Именно так: не прокурора и не адвоката, а свидетеля. Возможно, сви­детель и не всегда ясно понимает, что происходит у него на глазах. Ведь истинные причины и смысл событий могут быть скрыты. Но и просто уви­деть, так сказать, открытыми глазами, что происходит, да еще и описать это как можно точнее — очень и очень немало для того, чтобы потом, отстра­нившись от непосредственного созерцания событий, уяснить их динамику, разглядеть то, что скрыто за внешними эффектами, и, возможно, составить представление о возможных движущих причинах событий.

Ощущая и понимая борьбу мотивов клиентки и в то же время пытаясь по­мочь ей избежать ненужного обострения защитных механизмов сопротив­ления, которые именно на начальных этапах консультативной и психоте­рапевтической работы могут весьма осложнить ее течение, я высказался примерно так:

— Стелла Филипповна, поскольку с первого взгляда почти никогда невоз­можно определить, что в самом деле главное, что менее важно, а что, в сущности, совсем неважно, не имеет никакого значения, с чего именно вы начнете. Это как распутывание клубка. Вначале ведь совершенно неважно, за какую ниточку потянешь. Это потом уже проясняется, что к чему.

Клиентка благодарно улыбнулась.

— Ладно. Тогда я и начну с того, что очень не люблю вязать. Хотя вяжу прекрасно. Это у меня с детства. От мамы. Кстати, мама моя была, все это, конечно, до революции еще происходило, да... Так вот, мама была одной из лучших портних в Киеве. Как тогда говорили, модисток. Своей мастерской у нее не было, но люди знали, какой она была мастерицей и приносили ей заказы на дом. А мама не только на удивление чудесно шила, по самым модным тогда выкройкам, — тогда ведь, кстати, пошить платье было совсем не то, что теперь. Очень сложные модели — выточки разные, всякие там сборки, манжеты... Она также прекрасно вязала. Я помню ее "Зингер", до­революционные журналы мод, тончайшие, просто удивительные кружева, которые она вязала. Потом, после гражданской войны, когда я уже роди­лась, — а я у мамы была четвертой дочерью, — мама, конечно, не могла уже работать, как раньше.

Сами понимаете, советская власть, дом отобрали, оставили комнату и кухню. Один ребенок умер от тифа, другая сестра в го­лод погибла. А там — отца забрали...

Но я знаю одно: выжили мы только благодаря маме. На ее иголочке. Не на тех фабричных заработках и пайках, что иногда давали ей, а на ее бессон­ных ночах, на воспаленных от постоянного напряжения глазах мы выжи­ли.
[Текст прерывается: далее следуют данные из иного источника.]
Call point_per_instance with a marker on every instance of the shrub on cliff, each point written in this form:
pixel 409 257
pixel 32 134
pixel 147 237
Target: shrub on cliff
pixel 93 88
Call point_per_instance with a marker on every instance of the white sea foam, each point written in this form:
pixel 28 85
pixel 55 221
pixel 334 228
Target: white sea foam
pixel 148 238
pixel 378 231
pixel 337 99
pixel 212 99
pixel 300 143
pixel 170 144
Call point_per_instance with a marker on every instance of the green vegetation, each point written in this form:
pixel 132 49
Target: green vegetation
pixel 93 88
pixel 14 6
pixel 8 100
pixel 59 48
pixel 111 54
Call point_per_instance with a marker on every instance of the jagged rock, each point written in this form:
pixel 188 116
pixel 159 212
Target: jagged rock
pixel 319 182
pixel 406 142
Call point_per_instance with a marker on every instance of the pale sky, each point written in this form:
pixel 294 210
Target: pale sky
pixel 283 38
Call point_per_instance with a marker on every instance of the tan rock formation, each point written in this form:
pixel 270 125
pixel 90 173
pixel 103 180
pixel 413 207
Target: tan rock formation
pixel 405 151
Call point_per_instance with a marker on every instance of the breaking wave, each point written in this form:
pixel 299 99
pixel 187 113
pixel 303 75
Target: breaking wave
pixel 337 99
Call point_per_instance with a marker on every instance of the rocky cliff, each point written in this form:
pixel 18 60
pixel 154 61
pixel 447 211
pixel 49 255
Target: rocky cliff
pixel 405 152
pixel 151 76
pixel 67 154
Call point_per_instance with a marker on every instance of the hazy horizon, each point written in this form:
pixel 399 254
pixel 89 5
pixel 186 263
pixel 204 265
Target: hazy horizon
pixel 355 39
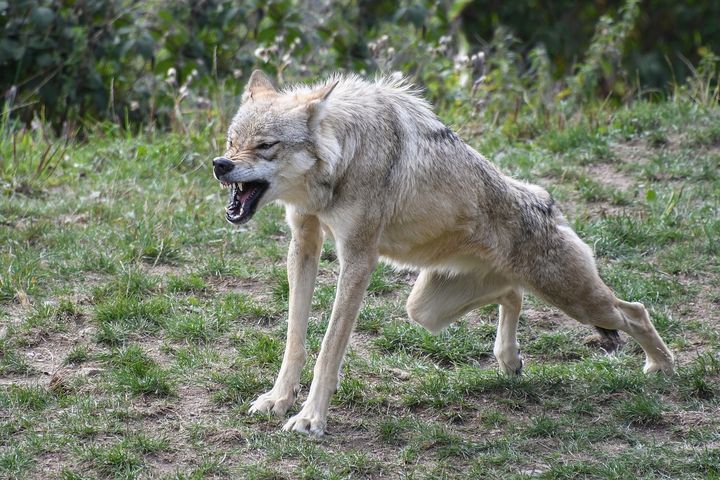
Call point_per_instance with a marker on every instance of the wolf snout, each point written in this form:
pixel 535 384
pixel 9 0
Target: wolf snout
pixel 221 166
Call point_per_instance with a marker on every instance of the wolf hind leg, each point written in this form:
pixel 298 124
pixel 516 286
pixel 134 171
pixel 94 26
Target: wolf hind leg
pixel 571 283
pixel 507 349
pixel 438 299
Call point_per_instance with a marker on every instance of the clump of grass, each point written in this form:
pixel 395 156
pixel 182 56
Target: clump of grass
pixel 352 392
pixel 544 426
pixel 392 430
pixel 128 284
pixel 134 371
pixel 458 344
pixel 383 280
pixel 194 327
pixel 258 348
pixel 640 409
pixel 192 283
pixel 118 317
pixel 14 461
pixel 12 362
pixel 232 307
pixel 239 386
pixel 32 398
pixel 79 354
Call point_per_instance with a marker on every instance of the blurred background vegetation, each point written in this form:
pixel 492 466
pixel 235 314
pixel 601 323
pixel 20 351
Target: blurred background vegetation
pixel 165 64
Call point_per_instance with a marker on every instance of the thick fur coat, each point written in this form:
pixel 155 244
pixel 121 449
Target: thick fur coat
pixel 370 164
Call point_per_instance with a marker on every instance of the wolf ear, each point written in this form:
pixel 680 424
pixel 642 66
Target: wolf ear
pixel 259 84
pixel 316 100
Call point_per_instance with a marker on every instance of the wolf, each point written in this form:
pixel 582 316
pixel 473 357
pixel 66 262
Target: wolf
pixel 369 164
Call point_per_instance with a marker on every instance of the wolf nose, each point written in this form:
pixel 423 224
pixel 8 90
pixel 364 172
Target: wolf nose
pixel 222 165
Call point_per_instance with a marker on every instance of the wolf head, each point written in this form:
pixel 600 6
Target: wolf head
pixel 271 147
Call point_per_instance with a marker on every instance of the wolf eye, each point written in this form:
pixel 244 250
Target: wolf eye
pixel 266 145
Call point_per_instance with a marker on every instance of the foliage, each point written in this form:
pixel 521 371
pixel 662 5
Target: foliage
pixel 167 63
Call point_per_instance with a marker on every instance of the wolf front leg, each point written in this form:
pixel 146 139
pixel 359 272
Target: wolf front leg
pixel 302 265
pixel 356 265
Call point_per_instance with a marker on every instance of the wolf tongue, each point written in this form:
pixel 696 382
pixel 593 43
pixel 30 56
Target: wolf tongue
pixel 245 194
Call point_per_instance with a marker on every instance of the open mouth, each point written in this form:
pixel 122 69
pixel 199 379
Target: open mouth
pixel 243 201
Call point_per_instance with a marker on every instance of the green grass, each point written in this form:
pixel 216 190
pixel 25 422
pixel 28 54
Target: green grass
pixel 164 323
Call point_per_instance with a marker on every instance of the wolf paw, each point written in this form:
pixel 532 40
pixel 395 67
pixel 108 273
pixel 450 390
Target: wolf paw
pixel 271 402
pixel 511 366
pixel 666 367
pixel 510 363
pixel 308 422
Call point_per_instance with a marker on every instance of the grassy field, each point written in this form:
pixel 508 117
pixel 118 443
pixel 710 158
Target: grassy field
pixel 136 325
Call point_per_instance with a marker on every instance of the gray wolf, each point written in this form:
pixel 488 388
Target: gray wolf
pixel 369 164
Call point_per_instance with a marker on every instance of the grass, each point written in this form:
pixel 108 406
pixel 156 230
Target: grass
pixel 164 323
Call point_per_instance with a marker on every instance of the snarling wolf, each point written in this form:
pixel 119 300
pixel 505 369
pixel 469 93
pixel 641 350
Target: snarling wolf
pixel 369 164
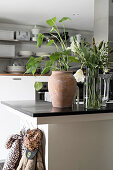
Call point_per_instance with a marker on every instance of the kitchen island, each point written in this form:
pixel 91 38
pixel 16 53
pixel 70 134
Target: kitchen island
pixel 74 138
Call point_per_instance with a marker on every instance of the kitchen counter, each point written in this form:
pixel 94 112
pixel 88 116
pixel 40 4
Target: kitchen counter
pixel 10 74
pixel 74 138
pixel 45 109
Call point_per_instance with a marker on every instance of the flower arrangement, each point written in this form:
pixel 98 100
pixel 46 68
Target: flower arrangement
pixel 59 60
pixel 93 57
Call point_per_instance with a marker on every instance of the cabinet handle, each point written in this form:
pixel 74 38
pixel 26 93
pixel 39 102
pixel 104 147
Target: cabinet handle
pixel 16 78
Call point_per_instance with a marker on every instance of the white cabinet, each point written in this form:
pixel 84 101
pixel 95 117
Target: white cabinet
pixel 14 88
pixel 17 88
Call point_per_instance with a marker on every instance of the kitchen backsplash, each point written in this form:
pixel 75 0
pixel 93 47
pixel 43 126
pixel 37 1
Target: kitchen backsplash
pixel 31 46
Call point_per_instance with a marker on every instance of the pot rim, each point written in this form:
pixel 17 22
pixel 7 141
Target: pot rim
pixel 61 72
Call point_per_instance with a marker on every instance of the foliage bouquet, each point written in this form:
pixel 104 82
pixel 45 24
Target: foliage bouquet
pixel 59 60
pixel 93 57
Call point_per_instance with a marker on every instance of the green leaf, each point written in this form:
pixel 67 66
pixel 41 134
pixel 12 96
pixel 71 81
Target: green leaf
pixel 66 52
pixel 52 29
pixel 50 42
pixel 40 39
pixel 38 86
pixel 46 69
pixel 64 19
pixel 55 56
pixel 51 22
pixel 73 59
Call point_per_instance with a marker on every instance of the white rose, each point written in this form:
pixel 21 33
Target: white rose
pixel 79 76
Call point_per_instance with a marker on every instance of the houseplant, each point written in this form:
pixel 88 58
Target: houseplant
pixel 93 57
pixel 62 84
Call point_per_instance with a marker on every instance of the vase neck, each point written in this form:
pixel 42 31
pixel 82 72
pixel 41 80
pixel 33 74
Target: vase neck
pixel 92 72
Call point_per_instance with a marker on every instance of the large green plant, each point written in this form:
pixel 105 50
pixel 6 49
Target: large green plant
pixel 58 60
pixel 92 55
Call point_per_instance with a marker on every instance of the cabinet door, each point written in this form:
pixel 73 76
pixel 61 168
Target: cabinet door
pixel 17 88
pixel 9 125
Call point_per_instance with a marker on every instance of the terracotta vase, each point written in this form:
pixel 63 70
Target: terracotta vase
pixel 62 88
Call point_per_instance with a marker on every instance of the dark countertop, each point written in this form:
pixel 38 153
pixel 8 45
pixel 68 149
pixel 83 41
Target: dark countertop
pixel 45 109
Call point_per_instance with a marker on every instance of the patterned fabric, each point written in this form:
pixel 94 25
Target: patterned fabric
pixel 16 149
pixel 33 139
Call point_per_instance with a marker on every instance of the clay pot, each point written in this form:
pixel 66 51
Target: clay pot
pixel 62 88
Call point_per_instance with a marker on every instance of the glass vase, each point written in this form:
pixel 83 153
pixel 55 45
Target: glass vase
pixel 105 87
pixel 92 99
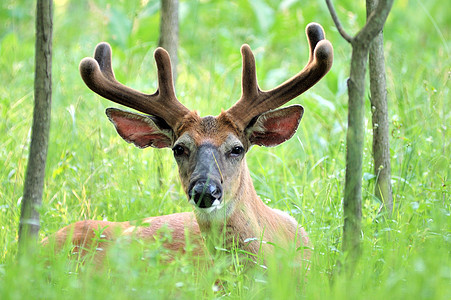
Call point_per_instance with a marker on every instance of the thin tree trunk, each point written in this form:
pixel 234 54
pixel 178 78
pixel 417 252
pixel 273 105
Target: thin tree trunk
pixel 34 178
pixel 379 109
pixel 169 31
pixel 352 202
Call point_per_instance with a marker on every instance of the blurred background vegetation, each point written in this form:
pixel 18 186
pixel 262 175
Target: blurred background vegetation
pixel 92 173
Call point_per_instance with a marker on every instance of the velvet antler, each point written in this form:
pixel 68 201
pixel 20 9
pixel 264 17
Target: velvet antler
pixel 98 75
pixel 254 101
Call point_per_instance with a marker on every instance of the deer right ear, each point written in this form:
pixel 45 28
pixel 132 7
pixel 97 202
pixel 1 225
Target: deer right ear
pixel 141 130
pixel 275 126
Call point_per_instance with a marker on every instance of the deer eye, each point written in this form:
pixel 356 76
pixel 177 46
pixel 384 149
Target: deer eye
pixel 236 151
pixel 179 150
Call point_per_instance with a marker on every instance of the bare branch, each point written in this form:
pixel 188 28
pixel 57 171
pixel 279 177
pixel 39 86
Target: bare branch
pixel 340 28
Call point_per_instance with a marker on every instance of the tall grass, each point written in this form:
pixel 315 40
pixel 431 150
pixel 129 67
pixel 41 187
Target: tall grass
pixel 92 173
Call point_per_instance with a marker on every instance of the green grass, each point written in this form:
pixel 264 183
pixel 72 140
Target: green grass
pixel 92 173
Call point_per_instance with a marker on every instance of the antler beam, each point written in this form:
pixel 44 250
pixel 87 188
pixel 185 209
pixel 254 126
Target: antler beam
pixel 254 101
pixel 98 75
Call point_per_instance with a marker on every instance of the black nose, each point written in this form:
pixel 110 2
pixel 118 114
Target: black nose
pixel 204 193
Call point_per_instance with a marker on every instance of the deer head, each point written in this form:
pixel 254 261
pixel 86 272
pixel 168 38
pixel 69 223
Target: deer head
pixel 209 150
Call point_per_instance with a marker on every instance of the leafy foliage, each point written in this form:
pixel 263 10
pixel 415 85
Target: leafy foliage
pixel 92 173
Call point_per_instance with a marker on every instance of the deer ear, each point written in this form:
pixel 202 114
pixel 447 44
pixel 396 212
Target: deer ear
pixel 141 130
pixel 275 127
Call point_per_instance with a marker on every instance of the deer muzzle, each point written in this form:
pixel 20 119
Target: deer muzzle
pixel 205 189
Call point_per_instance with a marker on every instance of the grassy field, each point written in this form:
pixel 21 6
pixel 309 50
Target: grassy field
pixel 93 174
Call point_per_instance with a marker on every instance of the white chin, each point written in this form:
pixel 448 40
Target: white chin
pixel 215 206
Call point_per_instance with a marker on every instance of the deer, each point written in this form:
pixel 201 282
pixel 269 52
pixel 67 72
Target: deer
pixel 210 155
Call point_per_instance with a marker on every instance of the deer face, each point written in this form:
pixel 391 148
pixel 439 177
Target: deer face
pixel 209 151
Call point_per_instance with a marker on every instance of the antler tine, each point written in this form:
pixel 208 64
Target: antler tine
pixel 98 75
pixel 254 101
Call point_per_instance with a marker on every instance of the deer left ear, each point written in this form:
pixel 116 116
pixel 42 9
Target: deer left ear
pixel 275 127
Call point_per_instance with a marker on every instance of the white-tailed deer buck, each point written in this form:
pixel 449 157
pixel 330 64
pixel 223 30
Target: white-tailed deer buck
pixel 209 152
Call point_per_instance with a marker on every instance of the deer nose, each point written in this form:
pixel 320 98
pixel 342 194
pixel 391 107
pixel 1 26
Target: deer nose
pixel 204 193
Стрекотание ее "Зингера" я помню и в тридцать третьем году, и в трид­цать седьмом, и в сорок третьем. Да что говорить! Войну пережили благо­даря маме. Золотые руки, золотая душа!

Стелла Филипповна вздохнула. Время продолжало свой неумолимый бег, и мы договорились с ней таким образом: она будет приходить ко мне трижды в неделю на полтора часа на протяжении месяца. За это время мы попыта­емся сориентироваться в том, что происходит с ней, и принять решение о возможных перспективах курса психотерапии.

Уже первая беседа показала, что в сложном переплетении чувств, мотивов, отношений, семейных и внесемейных связей, в которые была погружена клиентка, невозможно было разобраться не то что за одну, но и, наверное, за добрую дюжину встреч. С каждой минутой, по мере того как длился раз­говор, становилось все яснее и яснее, что здесь необходима длительная психотерапевтическая, точнее — даже реконструктивная, чтобы не ска­зать, психоаналитическая работа.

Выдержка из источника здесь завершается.